Considering the floor area of the ancillary accommodation would replace an existing building
and would be larger than the existing building by some 15% it could be considered that this
increase is acceptable in terms of compliance with Policy G5.
It is questionable whether the land at the side of the existing building and on which part of the
building would be located is part of the residential curtilage.

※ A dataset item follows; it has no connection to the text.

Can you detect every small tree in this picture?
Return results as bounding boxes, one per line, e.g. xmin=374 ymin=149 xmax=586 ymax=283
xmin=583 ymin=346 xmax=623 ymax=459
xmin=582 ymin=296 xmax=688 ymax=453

Whilst it is acceptable that the
outbuilding (the former stables) has been used for domestic storage purposes, the land at the
side, a former sand paddock, is clearly shown as being of a different nature to that of the
garden area at the rear of the main house on the Ariel photographs from 2002 and 2009.
Questions are therefore raised over this land.
Policy RT1 of the DWLP supports development proposals which extend the range of tourism
and visitor facilities in the Borough. The Policy requires proposals to be physically well
related to an existing a main settlement or to an existing group of buildings. This site is
located in a relatively isolated position; however, it is within 270 metres of the main settlement
limit for Clitheroe. Furthermore, the building would be seen as part of a group of buildings
and thus in locational terms the proposal is acceptable. Other planning considerations such
as highway safety, visual amenity and residential amenity need to be assessed against the
relevant policies.
In terms of visual amenity, this area of open countryside is characterised by detached
isolated farmhouses. Chorley House is identified on the 1845 O.S map and its linear form is
clearly still evident. The existing views of this site from the nearby PROW are of the main
dwelling and of the agricultural/ horsicultural building to the West of the farmhouse. The
outbuilding is both linear and simple in design and utilitarian in appearance, and it is clearly
seen as an ancillary rural outbuilding to the main dwelling.
Policy G1 of the DWLP requires development to be sympathetic to existing and proposed
land uses in terms of its size, intensity and nature. Policy ENV3 also requires development to
be in keeping with the character of the landscape area. It states that new development
should reflect local vernacular, scale, style, features and building materials whilst conserving,
renewing or enhancing landscape features. In considering these policies, the proposed
mixed use building would, in my opinion, completely change the rural character and
appearance of this area to its detriment. Moreover, I am of the opinion, that the proposed
building, due to its size, design, scale, massing and siting, would appear as a separate and
standalone building which is more akin to a substantial residence and not as ancillary
domestic accommodation. Furthermore, nor would the building appear as simple rural visitor
accommodation. The design and appearance of the building would result in a visually
intrusive addition, out of keeping with the local vernacular, and this, in my opinion, would be
detrimental to the visual amenities of the locality, which despite being relatively close to the
Town Centre is rural in nature given its standalone position surrounded by farmland. I note
that since the previous application, trees are proposed to be planted along the south-eastern
boundary, however, I do not consider that this would make this proposal acceptable.
In terms of highway safety, the LCC Highway Engineer, is satisfied that there is sufficient
parking within the site for both the occupants of Chorley House and visitors to the holiday let.
In relation to protected species, the submitted bat survey states that the existing building is
unlikely to be used for bats and therefore the proposed building would be unlikely to cause
disturbance to the local bat population.
While the principle of a small-scale tourism related development in a rural area is viewed as
being favourable, unfortunately the other planning considerations that are associated with the
proposal are not satisfied. While recognising the merits of the application, on balance the
proposal is considered unacceptable.
RECOMMENDATION: That permission be refused.